Rasa Docker 0.29.3 - Train Model only creating 40 % CPU load?

Hi, when Training my model via click on “Train”, i only see about 40-50 % cpu load on the machine via nmon, on Intel® Xeon® CPU E5-2680 v3 @ 2.50GHz with 8 logical cores.

Is there something i could do, to make it use all available cpu power and finish faster?

Any options on how manye cores can be used and at which utilization?
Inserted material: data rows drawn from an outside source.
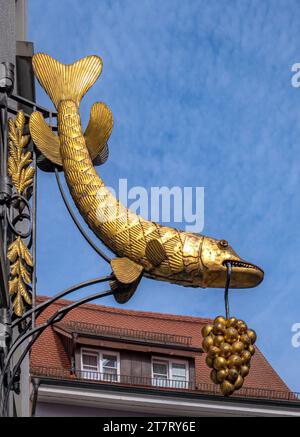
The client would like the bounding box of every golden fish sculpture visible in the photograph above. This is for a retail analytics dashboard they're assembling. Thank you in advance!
[30,53,264,303]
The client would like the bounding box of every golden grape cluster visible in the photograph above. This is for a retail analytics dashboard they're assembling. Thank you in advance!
[202,316,256,396]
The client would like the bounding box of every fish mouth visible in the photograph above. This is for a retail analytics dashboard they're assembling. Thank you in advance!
[223,259,264,288]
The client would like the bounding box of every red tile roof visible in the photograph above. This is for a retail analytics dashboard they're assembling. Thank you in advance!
[31,297,289,391]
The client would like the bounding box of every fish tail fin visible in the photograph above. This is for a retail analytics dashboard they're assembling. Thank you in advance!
[32,53,102,109]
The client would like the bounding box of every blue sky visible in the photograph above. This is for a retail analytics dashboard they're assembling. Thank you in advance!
[28,0,300,392]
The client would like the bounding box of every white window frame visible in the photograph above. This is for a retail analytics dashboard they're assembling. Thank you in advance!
[151,356,190,388]
[80,347,120,382]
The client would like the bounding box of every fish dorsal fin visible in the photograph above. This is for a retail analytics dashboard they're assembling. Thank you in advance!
[84,102,113,165]
[110,257,143,284]
[29,112,62,166]
[32,53,102,109]
[145,238,167,266]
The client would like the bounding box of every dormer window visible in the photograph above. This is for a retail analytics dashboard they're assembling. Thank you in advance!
[152,357,189,388]
[81,349,120,382]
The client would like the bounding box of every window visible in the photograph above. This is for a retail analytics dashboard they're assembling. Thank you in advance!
[153,361,169,387]
[152,358,189,388]
[82,352,99,379]
[102,354,118,381]
[81,349,120,382]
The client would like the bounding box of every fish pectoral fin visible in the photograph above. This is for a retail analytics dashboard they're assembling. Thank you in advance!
[110,257,143,285]
[110,258,143,303]
[145,238,167,266]
[29,112,62,166]
[110,275,142,304]
[84,102,113,165]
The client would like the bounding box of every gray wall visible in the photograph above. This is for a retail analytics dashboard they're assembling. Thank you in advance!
[35,402,164,417]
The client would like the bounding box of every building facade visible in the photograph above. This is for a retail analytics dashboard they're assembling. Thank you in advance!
[30,300,300,417]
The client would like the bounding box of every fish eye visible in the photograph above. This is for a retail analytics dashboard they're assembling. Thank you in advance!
[219,240,228,249]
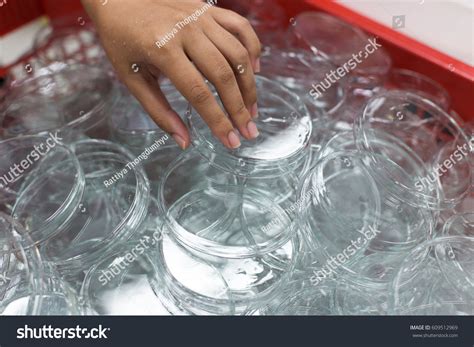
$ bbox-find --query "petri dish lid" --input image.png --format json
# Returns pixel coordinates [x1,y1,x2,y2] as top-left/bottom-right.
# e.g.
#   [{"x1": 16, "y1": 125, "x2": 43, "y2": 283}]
[
  {"x1": 290, "y1": 12, "x2": 392, "y2": 81},
  {"x1": 0, "y1": 133, "x2": 84, "y2": 247},
  {"x1": 188, "y1": 76, "x2": 312, "y2": 178},
  {"x1": 0, "y1": 64, "x2": 117, "y2": 138},
  {"x1": 160, "y1": 234, "x2": 298, "y2": 314},
  {"x1": 354, "y1": 90, "x2": 472, "y2": 210},
  {"x1": 260, "y1": 48, "x2": 347, "y2": 117}
]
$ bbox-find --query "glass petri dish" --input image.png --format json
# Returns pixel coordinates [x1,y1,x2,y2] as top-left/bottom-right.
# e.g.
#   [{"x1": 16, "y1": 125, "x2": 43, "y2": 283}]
[
  {"x1": 289, "y1": 12, "x2": 392, "y2": 89},
  {"x1": 33, "y1": 25, "x2": 107, "y2": 66},
  {"x1": 0, "y1": 136, "x2": 85, "y2": 248},
  {"x1": 260, "y1": 48, "x2": 347, "y2": 118},
  {"x1": 81, "y1": 241, "x2": 169, "y2": 316},
  {"x1": 314, "y1": 131, "x2": 434, "y2": 253},
  {"x1": 157, "y1": 233, "x2": 298, "y2": 315},
  {"x1": 109, "y1": 81, "x2": 189, "y2": 155},
  {"x1": 14, "y1": 140, "x2": 150, "y2": 276},
  {"x1": 0, "y1": 212, "x2": 44, "y2": 315},
  {"x1": 354, "y1": 90, "x2": 472, "y2": 210},
  {"x1": 0, "y1": 64, "x2": 118, "y2": 141},
  {"x1": 384, "y1": 69, "x2": 451, "y2": 110},
  {"x1": 298, "y1": 152, "x2": 382, "y2": 268},
  {"x1": 188, "y1": 76, "x2": 312, "y2": 178},
  {"x1": 390, "y1": 236, "x2": 474, "y2": 315}
]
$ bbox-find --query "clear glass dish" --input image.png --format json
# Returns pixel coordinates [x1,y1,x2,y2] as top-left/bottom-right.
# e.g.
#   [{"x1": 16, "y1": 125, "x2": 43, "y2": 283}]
[
  {"x1": 289, "y1": 12, "x2": 392, "y2": 89},
  {"x1": 0, "y1": 64, "x2": 118, "y2": 141},
  {"x1": 81, "y1": 241, "x2": 169, "y2": 316},
  {"x1": 109, "y1": 81, "x2": 189, "y2": 155},
  {"x1": 354, "y1": 90, "x2": 472, "y2": 210},
  {"x1": 188, "y1": 76, "x2": 312, "y2": 178},
  {"x1": 158, "y1": 152, "x2": 295, "y2": 257},
  {"x1": 390, "y1": 236, "x2": 474, "y2": 315},
  {"x1": 260, "y1": 48, "x2": 347, "y2": 117},
  {"x1": 383, "y1": 69, "x2": 451, "y2": 110},
  {"x1": 14, "y1": 140, "x2": 150, "y2": 276},
  {"x1": 0, "y1": 212, "x2": 44, "y2": 315}
]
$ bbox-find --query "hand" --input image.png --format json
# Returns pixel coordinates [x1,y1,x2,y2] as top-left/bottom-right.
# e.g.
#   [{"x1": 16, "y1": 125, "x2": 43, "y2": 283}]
[{"x1": 82, "y1": 0, "x2": 261, "y2": 149}]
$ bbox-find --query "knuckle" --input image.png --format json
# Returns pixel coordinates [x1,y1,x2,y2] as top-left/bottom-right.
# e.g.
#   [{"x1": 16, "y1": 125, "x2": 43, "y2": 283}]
[
  {"x1": 207, "y1": 114, "x2": 230, "y2": 134},
  {"x1": 191, "y1": 84, "x2": 212, "y2": 105}
]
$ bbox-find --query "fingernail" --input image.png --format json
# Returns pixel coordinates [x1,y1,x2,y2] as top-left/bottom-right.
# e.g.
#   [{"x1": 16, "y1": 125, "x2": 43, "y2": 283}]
[
  {"x1": 172, "y1": 134, "x2": 186, "y2": 150},
  {"x1": 247, "y1": 121, "x2": 260, "y2": 139},
  {"x1": 255, "y1": 58, "x2": 260, "y2": 73},
  {"x1": 250, "y1": 103, "x2": 258, "y2": 119},
  {"x1": 227, "y1": 130, "x2": 240, "y2": 149}
]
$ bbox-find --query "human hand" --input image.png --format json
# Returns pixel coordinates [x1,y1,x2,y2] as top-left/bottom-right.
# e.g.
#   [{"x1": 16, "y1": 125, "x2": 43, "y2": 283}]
[{"x1": 82, "y1": 0, "x2": 261, "y2": 149}]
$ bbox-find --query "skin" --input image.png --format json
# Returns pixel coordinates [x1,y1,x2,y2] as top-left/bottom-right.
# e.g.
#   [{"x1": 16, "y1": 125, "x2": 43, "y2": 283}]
[{"x1": 82, "y1": 0, "x2": 261, "y2": 149}]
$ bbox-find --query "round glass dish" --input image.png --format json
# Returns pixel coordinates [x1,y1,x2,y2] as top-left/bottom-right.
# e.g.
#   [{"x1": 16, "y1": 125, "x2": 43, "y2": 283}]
[
  {"x1": 33, "y1": 25, "x2": 107, "y2": 66},
  {"x1": 0, "y1": 135, "x2": 85, "y2": 247},
  {"x1": 314, "y1": 131, "x2": 434, "y2": 253},
  {"x1": 109, "y1": 81, "x2": 185, "y2": 155},
  {"x1": 158, "y1": 147, "x2": 295, "y2": 257},
  {"x1": 354, "y1": 90, "x2": 472, "y2": 210},
  {"x1": 157, "y1": 231, "x2": 298, "y2": 315},
  {"x1": 289, "y1": 12, "x2": 392, "y2": 88},
  {"x1": 260, "y1": 48, "x2": 347, "y2": 118},
  {"x1": 298, "y1": 152, "x2": 382, "y2": 268},
  {"x1": 14, "y1": 140, "x2": 150, "y2": 276},
  {"x1": 384, "y1": 69, "x2": 451, "y2": 110},
  {"x1": 390, "y1": 236, "x2": 474, "y2": 315},
  {"x1": 0, "y1": 64, "x2": 118, "y2": 141},
  {"x1": 188, "y1": 76, "x2": 312, "y2": 178},
  {"x1": 81, "y1": 241, "x2": 169, "y2": 316},
  {"x1": 0, "y1": 212, "x2": 44, "y2": 315}
]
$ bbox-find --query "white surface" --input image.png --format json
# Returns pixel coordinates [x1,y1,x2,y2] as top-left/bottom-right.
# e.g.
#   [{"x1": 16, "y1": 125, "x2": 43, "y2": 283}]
[
  {"x1": 0, "y1": 17, "x2": 48, "y2": 67},
  {"x1": 338, "y1": 0, "x2": 474, "y2": 67}
]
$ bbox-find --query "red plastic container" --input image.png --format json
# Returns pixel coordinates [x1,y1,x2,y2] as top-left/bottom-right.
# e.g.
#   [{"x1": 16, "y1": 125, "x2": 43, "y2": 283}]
[
  {"x1": 279, "y1": 0, "x2": 474, "y2": 121},
  {"x1": 0, "y1": 0, "x2": 474, "y2": 120}
]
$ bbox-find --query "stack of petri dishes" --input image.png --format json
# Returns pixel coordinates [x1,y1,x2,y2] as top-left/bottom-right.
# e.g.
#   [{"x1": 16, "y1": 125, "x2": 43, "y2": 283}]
[
  {"x1": 0, "y1": 6, "x2": 474, "y2": 315},
  {"x1": 154, "y1": 77, "x2": 312, "y2": 314},
  {"x1": 0, "y1": 64, "x2": 118, "y2": 142}
]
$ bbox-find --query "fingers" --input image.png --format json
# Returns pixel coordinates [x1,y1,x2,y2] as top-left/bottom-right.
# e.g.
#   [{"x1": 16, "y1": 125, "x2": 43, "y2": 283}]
[
  {"x1": 210, "y1": 7, "x2": 262, "y2": 72},
  {"x1": 124, "y1": 75, "x2": 190, "y2": 149},
  {"x1": 185, "y1": 34, "x2": 258, "y2": 139},
  {"x1": 205, "y1": 24, "x2": 257, "y2": 118},
  {"x1": 162, "y1": 53, "x2": 241, "y2": 149}
]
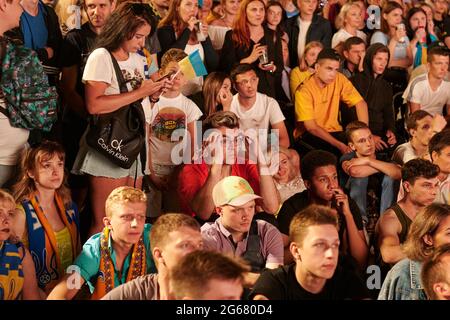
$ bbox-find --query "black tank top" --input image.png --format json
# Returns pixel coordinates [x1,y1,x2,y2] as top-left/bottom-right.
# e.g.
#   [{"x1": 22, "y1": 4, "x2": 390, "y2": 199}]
[{"x1": 391, "y1": 203, "x2": 412, "y2": 244}]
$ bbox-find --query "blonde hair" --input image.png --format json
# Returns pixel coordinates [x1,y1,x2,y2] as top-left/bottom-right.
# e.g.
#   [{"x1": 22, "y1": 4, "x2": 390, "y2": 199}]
[
  {"x1": 13, "y1": 141, "x2": 72, "y2": 205},
  {"x1": 150, "y1": 213, "x2": 200, "y2": 254},
  {"x1": 403, "y1": 203, "x2": 450, "y2": 261},
  {"x1": 105, "y1": 186, "x2": 147, "y2": 218},
  {"x1": 335, "y1": 2, "x2": 361, "y2": 29},
  {"x1": 299, "y1": 41, "x2": 323, "y2": 71}
]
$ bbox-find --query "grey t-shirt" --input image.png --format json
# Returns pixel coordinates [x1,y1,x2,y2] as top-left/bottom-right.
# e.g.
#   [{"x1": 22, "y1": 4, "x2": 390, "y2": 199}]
[{"x1": 102, "y1": 273, "x2": 160, "y2": 300}]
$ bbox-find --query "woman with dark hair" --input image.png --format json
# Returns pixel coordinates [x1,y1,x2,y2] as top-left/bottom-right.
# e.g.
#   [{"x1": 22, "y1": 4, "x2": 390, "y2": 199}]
[
  {"x1": 220, "y1": 0, "x2": 283, "y2": 98},
  {"x1": 13, "y1": 141, "x2": 81, "y2": 294},
  {"x1": 378, "y1": 203, "x2": 450, "y2": 300},
  {"x1": 203, "y1": 72, "x2": 233, "y2": 117},
  {"x1": 157, "y1": 0, "x2": 219, "y2": 96},
  {"x1": 73, "y1": 2, "x2": 170, "y2": 234},
  {"x1": 406, "y1": 8, "x2": 438, "y2": 68},
  {"x1": 370, "y1": 1, "x2": 413, "y2": 94},
  {"x1": 207, "y1": 0, "x2": 240, "y2": 51}
]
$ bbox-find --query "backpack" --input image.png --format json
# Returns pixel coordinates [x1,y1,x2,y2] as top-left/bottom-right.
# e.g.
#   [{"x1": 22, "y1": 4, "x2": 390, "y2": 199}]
[{"x1": 0, "y1": 41, "x2": 58, "y2": 132}]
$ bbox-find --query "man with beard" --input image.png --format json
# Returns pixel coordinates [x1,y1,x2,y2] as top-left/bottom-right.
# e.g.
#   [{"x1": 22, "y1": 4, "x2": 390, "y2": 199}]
[{"x1": 375, "y1": 159, "x2": 439, "y2": 266}]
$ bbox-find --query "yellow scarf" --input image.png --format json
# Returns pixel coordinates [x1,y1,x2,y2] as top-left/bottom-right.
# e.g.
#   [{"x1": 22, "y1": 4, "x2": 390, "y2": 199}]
[{"x1": 91, "y1": 227, "x2": 147, "y2": 300}]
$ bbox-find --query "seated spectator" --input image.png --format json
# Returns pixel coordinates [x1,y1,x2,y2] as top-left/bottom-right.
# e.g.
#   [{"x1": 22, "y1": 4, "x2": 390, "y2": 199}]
[
  {"x1": 341, "y1": 43, "x2": 397, "y2": 153},
  {"x1": 403, "y1": 47, "x2": 450, "y2": 116},
  {"x1": 202, "y1": 176, "x2": 283, "y2": 278},
  {"x1": 0, "y1": 0, "x2": 30, "y2": 188},
  {"x1": 406, "y1": 7, "x2": 438, "y2": 68},
  {"x1": 289, "y1": 41, "x2": 323, "y2": 102},
  {"x1": 0, "y1": 189, "x2": 40, "y2": 301},
  {"x1": 250, "y1": 205, "x2": 369, "y2": 300},
  {"x1": 48, "y1": 187, "x2": 155, "y2": 300},
  {"x1": 277, "y1": 150, "x2": 368, "y2": 270},
  {"x1": 340, "y1": 121, "x2": 401, "y2": 223},
  {"x1": 206, "y1": 0, "x2": 240, "y2": 51},
  {"x1": 286, "y1": 0, "x2": 333, "y2": 68},
  {"x1": 421, "y1": 244, "x2": 450, "y2": 300},
  {"x1": 322, "y1": 0, "x2": 348, "y2": 32},
  {"x1": 157, "y1": 0, "x2": 219, "y2": 96},
  {"x1": 339, "y1": 37, "x2": 366, "y2": 79},
  {"x1": 392, "y1": 110, "x2": 447, "y2": 166},
  {"x1": 148, "y1": 49, "x2": 202, "y2": 217},
  {"x1": 14, "y1": 142, "x2": 81, "y2": 294},
  {"x1": 427, "y1": 0, "x2": 450, "y2": 39},
  {"x1": 146, "y1": 0, "x2": 170, "y2": 20},
  {"x1": 279, "y1": 0, "x2": 298, "y2": 19},
  {"x1": 178, "y1": 111, "x2": 280, "y2": 221},
  {"x1": 230, "y1": 64, "x2": 289, "y2": 148},
  {"x1": 375, "y1": 159, "x2": 439, "y2": 269},
  {"x1": 102, "y1": 213, "x2": 203, "y2": 300},
  {"x1": 331, "y1": 2, "x2": 367, "y2": 52},
  {"x1": 295, "y1": 49, "x2": 369, "y2": 155},
  {"x1": 378, "y1": 204, "x2": 450, "y2": 300},
  {"x1": 170, "y1": 251, "x2": 248, "y2": 300},
  {"x1": 273, "y1": 147, "x2": 306, "y2": 204},
  {"x1": 220, "y1": 0, "x2": 283, "y2": 98},
  {"x1": 203, "y1": 72, "x2": 233, "y2": 117},
  {"x1": 428, "y1": 130, "x2": 450, "y2": 204}
]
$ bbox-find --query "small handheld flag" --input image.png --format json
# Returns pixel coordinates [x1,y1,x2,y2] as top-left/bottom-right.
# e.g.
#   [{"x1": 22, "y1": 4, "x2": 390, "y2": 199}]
[{"x1": 178, "y1": 49, "x2": 208, "y2": 80}]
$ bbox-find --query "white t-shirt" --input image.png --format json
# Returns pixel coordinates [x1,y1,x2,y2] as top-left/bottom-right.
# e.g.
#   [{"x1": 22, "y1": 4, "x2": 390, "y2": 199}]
[
  {"x1": 403, "y1": 73, "x2": 450, "y2": 115},
  {"x1": 150, "y1": 94, "x2": 202, "y2": 165},
  {"x1": 392, "y1": 142, "x2": 419, "y2": 166},
  {"x1": 181, "y1": 43, "x2": 205, "y2": 96},
  {"x1": 230, "y1": 92, "x2": 285, "y2": 131},
  {"x1": 0, "y1": 90, "x2": 30, "y2": 166},
  {"x1": 331, "y1": 28, "x2": 367, "y2": 48},
  {"x1": 83, "y1": 48, "x2": 151, "y2": 122},
  {"x1": 297, "y1": 16, "x2": 311, "y2": 58}
]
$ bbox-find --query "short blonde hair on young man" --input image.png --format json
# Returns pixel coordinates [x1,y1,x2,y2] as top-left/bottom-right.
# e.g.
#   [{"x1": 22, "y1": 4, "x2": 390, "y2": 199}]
[{"x1": 105, "y1": 187, "x2": 147, "y2": 218}]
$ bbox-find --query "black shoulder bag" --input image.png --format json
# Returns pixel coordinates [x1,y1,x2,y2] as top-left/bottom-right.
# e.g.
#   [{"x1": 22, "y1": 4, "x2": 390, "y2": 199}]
[{"x1": 86, "y1": 52, "x2": 146, "y2": 170}]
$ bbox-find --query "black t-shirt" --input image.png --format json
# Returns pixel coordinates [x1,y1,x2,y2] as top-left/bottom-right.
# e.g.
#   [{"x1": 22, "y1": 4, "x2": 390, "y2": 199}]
[
  {"x1": 250, "y1": 263, "x2": 369, "y2": 300},
  {"x1": 277, "y1": 190, "x2": 363, "y2": 242},
  {"x1": 61, "y1": 22, "x2": 97, "y2": 97}
]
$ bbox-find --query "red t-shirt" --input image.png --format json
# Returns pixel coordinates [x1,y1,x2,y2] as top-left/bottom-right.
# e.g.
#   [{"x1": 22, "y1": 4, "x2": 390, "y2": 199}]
[{"x1": 178, "y1": 163, "x2": 260, "y2": 216}]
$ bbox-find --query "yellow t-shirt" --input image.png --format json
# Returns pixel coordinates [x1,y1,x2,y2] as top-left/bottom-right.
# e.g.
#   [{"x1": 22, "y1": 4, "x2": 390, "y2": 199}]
[
  {"x1": 55, "y1": 227, "x2": 74, "y2": 270},
  {"x1": 295, "y1": 73, "x2": 363, "y2": 132},
  {"x1": 289, "y1": 67, "x2": 312, "y2": 101}
]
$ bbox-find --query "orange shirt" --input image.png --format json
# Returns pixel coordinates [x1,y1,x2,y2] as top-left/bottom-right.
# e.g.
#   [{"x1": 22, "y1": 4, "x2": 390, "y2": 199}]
[{"x1": 295, "y1": 73, "x2": 363, "y2": 132}]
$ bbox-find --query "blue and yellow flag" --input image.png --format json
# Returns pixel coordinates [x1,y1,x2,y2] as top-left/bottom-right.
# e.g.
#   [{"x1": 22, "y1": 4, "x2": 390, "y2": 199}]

On a sidenote, i updated to 29.3 to check this, was using .28.x before. RASA_HOME variable is not respected on 0.29.x versions currently, install always ends up in /etc/rasa.

Thanks

This is definately me thinking out loud, but how big is your training data? If the dataset isn’t huge, it could just be amdahls law.

The Dataset is 45 Intents with about 2100 NLU examples. There was no improvement going from 8 to 24 cores, except the the utilization per core is lower. So it looks like number of threads is limited?

The pipeline used is:

language: de pipeline:

  • name: SpacyNLP case_sensitive: false
  • name: SpacyTokenizer
  • name: SpacyFeaturizer
  • name: RegexFeaturizer
  • name: LexicalSyntacticFeaturizer
  • name: CountVectorsFeaturizer
  • name: CountVectorsFeaturizer analyzer: char_wb min_ngram: 1 max_ngram: 4
  • name: DIETClassifier epochs: 100
  • name: EntitySynonymMapper
  • name: ResponseSelector epochs: 100 policies:
  • name: MemoizationPolicy
  • name: TEDPolicy max_history: 5 epochs: 100
  • name: MappingPolicy
  • name: FallbackPolicy nlu_threshold: 0.3 ambiguity_threshold: 0.1 core_threshold: 0.3 fallback_action_name: utter_anderes_problem_de

Now with almost 6800 NLU inputs, training time is even worse. Far over 40 minutes … and still not all cpu power is used, is there any way to use all thos cores (24) ? Memory on the system is 50 GB, which should be plenty.

Did you try config tensorflow? TensorFlow Configuration

Unfortunately the link is dead by now. But should be this one now: TensorFlow Configuration

I set ENV_CPU_INTER_OP_CONFIG=24 ENV_CPU_INTRA_OP_CONFIG=24 but it did not change the behaviour (e.g. training speed), even though it gets picked up. Checked this by assigning an incorrect value to those environment variables, which pops error lines into the log.

Docs state, that the default value is 0 and does not limit threads, which somewhat makes sense, since performance did not change. I is still strange that the cores have so much idle time, i would expect a completely utilized system.